Ястребцов низко опустил голову.
— Нет, нет, поднимите глаза. Вот так! После Лапушкина встречные влияния на вас артистки Дальской, Черепенникова. Желая спастись, вы бежите, наконец, к Сергею Ивановичу, чтоб в его спокойном обществе найти себя, отдохнуть, попросить помощи и поддержки. На что вам так нужен Сергей Иванович? Вы привыкли к нему обращаться, — потому что в нем нет ни сильных побуждений, ни сильных страстей. Он спокоен и благородно чувствует. Душа его не приносит вам вреда. И вот вы бежите к нему и делаетесь его жертвой: на ваше несчастье, больной Сергей Иванович находится в душевном возбуждении. Его волнение влияет на вас, сбивает вас с толку, приплетается к вашей душе — и вы опять не в своей власти. Теперь вы страдаете еще глубже. Вы чувствуете, что ваша возбудимость душит вас. С нечеловеческой энергией держите вы ее на вожжах. Является Мстислав Ростиславович. Пронырливая и упорная душонка настраивает вашу душу соответственно — и беспомощно вы идете навстречу ее желаниям. Нет, нет, не Лапушкин, не Маро, не я загублены вами, как можно со стороны подумать. Вы — наша жертва, вы жертва и Маро, и Лапушкина, и Мстислава, и даже Сергея Ивановича. И моя, потому что я не понял вас сразу.
Фёрстер перевел дух, но продолжал неотступно глядеть на больного. Я стоял, совершенно ошеломленный этой речью. Из неподвижных глаз Ястребцова вытекли две тяжелые, одинокие слезы и, медленно пройдя путь свой по худым щекам, скатились ему на ворот.
— Судьба! — сказал он хриплым голосом. — Вы не знаете главного, самого страшного: у меня нет судьбы.
— Говорите. Я слушаю вас.
— У меня нет судьбы. Меняю пространство. Меняюсь во времени. Но индивидуально со мной ничего не случается, кроме смены воздействий. Я не приобретаю и не теряю. Не привязываюсь. Не ищу. Не могу получить. Не вижу. Только борюсь — сам с собой.
Наступило несколько минут молчания.
— Не могу жить! — снова захрипел Ястребцов, судорожно протягивая руки. — Не могу, поймите!
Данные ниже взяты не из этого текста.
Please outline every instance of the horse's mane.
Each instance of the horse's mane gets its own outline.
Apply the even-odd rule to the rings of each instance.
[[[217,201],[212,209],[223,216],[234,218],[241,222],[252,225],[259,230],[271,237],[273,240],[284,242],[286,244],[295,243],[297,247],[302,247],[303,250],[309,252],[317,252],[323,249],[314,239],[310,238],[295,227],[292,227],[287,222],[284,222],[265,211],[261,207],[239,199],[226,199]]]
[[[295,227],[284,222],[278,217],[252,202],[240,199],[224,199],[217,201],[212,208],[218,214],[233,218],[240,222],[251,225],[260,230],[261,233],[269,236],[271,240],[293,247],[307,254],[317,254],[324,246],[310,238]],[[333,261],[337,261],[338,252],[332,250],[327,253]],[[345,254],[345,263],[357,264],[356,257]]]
— Вот что, — задумчиво произнес Фёрстер, глядя на него по-прежнему. — Вы не совсем себя знаете. Я напомню вам. Кто после пьесы, в зале, крикнул взбунтовавшимся больным «стыдно, господа»? Это крикнули вы. Почему? Ваше восприятие откликнулось на мою напряженную волю. Итак, вы отзываетесь на всякое побуждение. И вы можете принести огромную пользу, если начнете работать в согласованном коллективе, с людьми, сильными волей, направленной к добру и порядку.
— Всюду, где люди, — беспорядок, зависть, соревнование, борьба самолюбий. Мною станет играть случай. Я беззащитен без характера.
— А коллектив детей?
— Коллектив детей!.. — невольно воскликнули мы оба, и Ястребцов и я.
— Ну, вы были бы талантливым педагогом. У детей нет злой воли. Психея их слишком слаба, чтоб влиять. Они заражают нас только естественным, честным, чистым. Будьте почаще с детьми, и я ручаюсь вам, что постепенно вы укрепите характер. Я знаю человека ясного и сильного волей: у него есть своя школа — в лесу; для очень маленьких детей. Хотите поступить к нему помощником?
— Он не примет меня.
— Он примет вас, и я сегодня же напишу ему письмо. А теперь ложитесь спать. Не ешьте ничего. Вечером примите ванну. Дайте мне вашу руку, вот так.
Фёрстер крепко пожал Ястребцову руку, несколько секунд смотрел на него и, не сводя с него глаз, боком пробел к двери. Только когда мы спустились вниз, я увидел, кик страшно измучен Фёрстер. Он был бледен и покрыт потом, даже губы у него побелели. Разговор с Ястребцовым занял полтора часа. Но, дойдя до профессорского домика, где заплаканные Маро и Варвара Ильинишна все не садились обедать, а Дунька десятый раз подогревала обед и лила водицы в сковороду «на подливку», — придя туда, Фёрстер почувствовал себя дурно. Он опустился в кресло, жестом попросил нас есть без него и неподвижно просидел весь обед. Невесело и торопливо ели мы, обмениваясь лишь незначительными словами. Наконец эта мука была завершена тортом, до которого никто не дотронулся.